She shook her head. 'There's the Rev. Joseph Strelitski. I suppose he does, but then he's paid for it.'

'Oh, why will you sneer at Strelitski?' he said, pained. 'He has a noble soul. It is to the privilege of his conversation that I owe my best understanding of Judaism.'

'Ah, I was wondering why the old arguments sounded so different, so much more convincing from your lips,' murmured Esther. 'Now I know: because he wears a white tie. That sets up all my bristles of contradiction when he opens his mouth.'

'But I wear a white tie, too,' said Raphael, his smile broadening in sympathy with the slow response on the girl's serious face.

'That's not a trade-mark,' she protested. 'But forgive me, I didn't know Strelitski was a friend of yours. I won't say a word against him any more. His sermons really are above the average, and he strives more than the others to make Judaism more spiritual.'

'More spiritual!' he repeated, the pained expression returning. 'Why, the very theory of Judaism has always been the spiritualisation of the material.'

'And the practice of Judaism has always been the materialisation of the spiritual,' she answered.

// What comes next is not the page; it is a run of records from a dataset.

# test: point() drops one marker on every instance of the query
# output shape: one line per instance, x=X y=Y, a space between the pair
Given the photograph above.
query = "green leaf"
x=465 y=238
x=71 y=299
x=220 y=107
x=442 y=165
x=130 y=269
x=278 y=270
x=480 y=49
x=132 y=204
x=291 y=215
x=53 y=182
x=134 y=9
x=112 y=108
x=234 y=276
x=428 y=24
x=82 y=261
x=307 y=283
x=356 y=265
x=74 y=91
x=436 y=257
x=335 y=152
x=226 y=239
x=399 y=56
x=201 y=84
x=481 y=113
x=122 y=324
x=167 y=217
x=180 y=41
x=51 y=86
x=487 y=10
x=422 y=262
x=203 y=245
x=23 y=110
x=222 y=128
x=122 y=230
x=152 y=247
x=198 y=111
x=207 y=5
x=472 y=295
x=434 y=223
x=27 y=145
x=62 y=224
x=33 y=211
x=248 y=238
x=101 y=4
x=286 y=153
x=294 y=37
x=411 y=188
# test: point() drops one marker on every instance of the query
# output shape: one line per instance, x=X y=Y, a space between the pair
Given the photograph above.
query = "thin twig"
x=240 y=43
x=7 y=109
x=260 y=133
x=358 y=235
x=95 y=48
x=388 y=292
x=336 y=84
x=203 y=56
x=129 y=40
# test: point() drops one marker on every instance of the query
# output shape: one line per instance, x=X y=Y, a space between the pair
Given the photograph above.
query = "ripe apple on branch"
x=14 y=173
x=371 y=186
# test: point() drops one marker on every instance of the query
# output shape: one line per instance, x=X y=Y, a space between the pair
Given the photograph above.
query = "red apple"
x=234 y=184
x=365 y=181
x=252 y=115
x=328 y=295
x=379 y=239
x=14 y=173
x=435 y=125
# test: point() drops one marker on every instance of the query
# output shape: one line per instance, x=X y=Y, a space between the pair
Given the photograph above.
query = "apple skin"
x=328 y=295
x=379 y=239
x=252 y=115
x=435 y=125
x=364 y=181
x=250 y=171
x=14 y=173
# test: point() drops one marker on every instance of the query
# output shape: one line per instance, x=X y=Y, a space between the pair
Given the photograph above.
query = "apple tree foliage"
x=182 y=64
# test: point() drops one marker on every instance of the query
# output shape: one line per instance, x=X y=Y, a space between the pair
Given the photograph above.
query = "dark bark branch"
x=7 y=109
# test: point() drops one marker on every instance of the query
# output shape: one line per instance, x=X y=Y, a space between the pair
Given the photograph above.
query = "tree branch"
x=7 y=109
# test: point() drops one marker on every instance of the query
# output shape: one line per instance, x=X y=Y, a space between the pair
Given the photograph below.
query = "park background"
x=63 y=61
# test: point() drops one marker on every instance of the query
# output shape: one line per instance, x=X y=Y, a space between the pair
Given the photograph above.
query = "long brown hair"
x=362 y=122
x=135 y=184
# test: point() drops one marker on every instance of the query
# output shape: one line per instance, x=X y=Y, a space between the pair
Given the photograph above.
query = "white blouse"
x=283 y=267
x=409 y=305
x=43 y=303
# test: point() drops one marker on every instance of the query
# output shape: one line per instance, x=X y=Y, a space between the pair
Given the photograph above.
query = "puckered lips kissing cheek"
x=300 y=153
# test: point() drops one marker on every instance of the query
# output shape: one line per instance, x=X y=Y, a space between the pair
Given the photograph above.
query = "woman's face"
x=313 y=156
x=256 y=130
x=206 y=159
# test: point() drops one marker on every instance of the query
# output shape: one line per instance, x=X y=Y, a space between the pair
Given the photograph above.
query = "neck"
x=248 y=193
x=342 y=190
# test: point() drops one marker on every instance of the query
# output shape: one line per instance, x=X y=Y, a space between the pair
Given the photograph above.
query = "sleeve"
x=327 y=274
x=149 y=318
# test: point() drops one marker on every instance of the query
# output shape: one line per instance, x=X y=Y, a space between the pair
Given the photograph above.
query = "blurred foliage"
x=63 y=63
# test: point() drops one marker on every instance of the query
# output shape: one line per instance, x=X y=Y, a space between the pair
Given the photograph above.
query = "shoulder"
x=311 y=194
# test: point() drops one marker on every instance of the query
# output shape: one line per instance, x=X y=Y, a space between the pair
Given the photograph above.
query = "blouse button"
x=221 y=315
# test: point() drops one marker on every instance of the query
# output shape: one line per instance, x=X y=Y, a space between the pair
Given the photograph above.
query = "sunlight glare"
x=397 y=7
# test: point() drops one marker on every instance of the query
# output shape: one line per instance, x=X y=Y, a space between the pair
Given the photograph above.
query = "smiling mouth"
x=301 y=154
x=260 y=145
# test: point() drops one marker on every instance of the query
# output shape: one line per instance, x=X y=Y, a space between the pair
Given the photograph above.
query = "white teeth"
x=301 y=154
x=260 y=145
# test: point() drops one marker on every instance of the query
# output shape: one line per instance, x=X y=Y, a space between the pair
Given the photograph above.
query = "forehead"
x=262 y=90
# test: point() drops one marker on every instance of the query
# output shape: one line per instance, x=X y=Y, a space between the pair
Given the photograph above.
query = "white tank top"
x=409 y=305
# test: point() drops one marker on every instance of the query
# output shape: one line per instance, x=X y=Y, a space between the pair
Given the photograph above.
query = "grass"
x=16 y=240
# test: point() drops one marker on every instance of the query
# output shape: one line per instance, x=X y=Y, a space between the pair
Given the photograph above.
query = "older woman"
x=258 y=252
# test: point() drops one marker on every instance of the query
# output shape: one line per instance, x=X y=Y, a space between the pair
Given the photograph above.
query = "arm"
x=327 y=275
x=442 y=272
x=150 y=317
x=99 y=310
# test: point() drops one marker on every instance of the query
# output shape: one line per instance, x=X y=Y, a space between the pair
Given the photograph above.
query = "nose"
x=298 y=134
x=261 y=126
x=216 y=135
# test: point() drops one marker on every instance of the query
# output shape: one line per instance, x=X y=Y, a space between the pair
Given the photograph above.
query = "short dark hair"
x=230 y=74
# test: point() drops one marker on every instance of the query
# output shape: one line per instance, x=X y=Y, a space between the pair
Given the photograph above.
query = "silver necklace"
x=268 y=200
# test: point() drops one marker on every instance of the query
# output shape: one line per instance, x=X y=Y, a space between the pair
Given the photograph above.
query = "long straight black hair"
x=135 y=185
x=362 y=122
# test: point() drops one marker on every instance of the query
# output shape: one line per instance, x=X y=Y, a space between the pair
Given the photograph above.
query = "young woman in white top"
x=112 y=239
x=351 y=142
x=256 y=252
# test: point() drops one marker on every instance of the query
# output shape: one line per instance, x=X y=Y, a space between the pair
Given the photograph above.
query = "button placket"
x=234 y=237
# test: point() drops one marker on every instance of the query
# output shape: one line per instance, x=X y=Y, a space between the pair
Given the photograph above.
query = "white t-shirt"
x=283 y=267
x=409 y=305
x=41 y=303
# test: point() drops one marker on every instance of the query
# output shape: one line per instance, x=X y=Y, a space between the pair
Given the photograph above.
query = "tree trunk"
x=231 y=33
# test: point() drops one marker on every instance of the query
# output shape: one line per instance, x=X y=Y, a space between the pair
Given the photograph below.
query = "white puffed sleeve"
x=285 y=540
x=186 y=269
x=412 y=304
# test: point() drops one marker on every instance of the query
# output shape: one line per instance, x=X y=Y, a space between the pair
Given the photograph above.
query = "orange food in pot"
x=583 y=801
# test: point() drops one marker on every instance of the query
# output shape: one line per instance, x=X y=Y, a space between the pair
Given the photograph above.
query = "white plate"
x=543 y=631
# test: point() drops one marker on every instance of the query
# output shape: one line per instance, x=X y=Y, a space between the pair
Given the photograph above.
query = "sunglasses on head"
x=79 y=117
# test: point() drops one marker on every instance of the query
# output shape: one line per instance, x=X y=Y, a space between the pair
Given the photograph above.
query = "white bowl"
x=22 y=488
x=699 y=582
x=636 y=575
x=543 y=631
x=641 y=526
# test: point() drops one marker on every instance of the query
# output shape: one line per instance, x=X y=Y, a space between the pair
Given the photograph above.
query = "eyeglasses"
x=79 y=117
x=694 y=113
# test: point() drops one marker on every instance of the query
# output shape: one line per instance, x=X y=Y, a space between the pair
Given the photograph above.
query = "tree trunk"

He pondered the saying thoughtfully, his face growing sadder.

'You have lived among your books,' Esther went on. 'I have lived among the brutal facts. I was born in the Ghetto, and when you talk of the mission of Israel, silent sardonic laughter goes through me as I think of the squalor and the misery.'

'God works through human sufferings. His ways are large,' said Raphael, almost in a whisper.